The speaker here describes a mysterious “They” as trying to limit her to writing in prose (“They shut me up in Prose –“). She compares this to when, as a child (“As when a little Girl”), she was put in the closet in an effort to keep her still and quiet (“They put me in the Closet -- / Because they liked me ‘still’ – “).
She then scoffs at this idea—“Still!”—because if they had been able to see inside her mind while she was in there (“Could themself have peeped -- / And seen my Brain – go round –“) it would have been clear to them that they had not successfully quieted her at all. In fact, their attempt to imprison her was as foolish as imprisoning a bird for treason in the pound.

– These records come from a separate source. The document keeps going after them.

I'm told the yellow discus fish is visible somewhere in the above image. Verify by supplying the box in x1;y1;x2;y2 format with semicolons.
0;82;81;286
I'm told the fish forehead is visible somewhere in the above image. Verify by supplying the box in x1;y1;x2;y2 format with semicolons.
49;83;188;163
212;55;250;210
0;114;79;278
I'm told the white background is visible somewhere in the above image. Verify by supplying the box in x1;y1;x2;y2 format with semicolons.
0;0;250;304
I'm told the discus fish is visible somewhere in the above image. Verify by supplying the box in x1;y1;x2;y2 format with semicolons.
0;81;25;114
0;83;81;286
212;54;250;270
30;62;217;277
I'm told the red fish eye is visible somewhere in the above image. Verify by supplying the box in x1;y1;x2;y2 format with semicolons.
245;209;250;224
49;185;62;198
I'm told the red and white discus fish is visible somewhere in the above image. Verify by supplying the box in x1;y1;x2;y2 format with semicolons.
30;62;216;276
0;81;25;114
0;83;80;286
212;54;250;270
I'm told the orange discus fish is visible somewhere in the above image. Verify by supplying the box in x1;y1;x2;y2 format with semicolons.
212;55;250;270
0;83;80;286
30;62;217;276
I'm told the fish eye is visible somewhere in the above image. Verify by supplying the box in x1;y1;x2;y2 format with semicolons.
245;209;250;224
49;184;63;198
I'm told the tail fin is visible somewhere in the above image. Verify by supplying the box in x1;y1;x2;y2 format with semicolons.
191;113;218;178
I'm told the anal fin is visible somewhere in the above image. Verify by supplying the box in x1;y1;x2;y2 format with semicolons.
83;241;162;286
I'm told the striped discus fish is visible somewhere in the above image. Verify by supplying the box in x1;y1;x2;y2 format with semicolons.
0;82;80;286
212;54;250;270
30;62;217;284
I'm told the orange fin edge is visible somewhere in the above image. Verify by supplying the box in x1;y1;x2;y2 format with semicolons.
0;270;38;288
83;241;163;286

This bird has only but to will itself free (“Himself has but to will”), and he becomes free (“Abolish his Captivity”), as “easy as a Star.” It is so easy that he can laugh at their foolishness. The speaker, just as easily, can will herself out of their captivity (“No more have I –“), because they cannot control her mind.
Analysis
“They shut me up in Prose –“ is a famously rebellious poem. Although the speaker’s gender may be inconsequential, and this only a poem of the rebellion of the artist, it seems more likely that it is a poem about the predicament of the female artist—or maybe even just the female. That the speaker’s gender is indeed important is clear in that she specifies it, closely associated with her captivity, in the second line—she was a “little Girl.”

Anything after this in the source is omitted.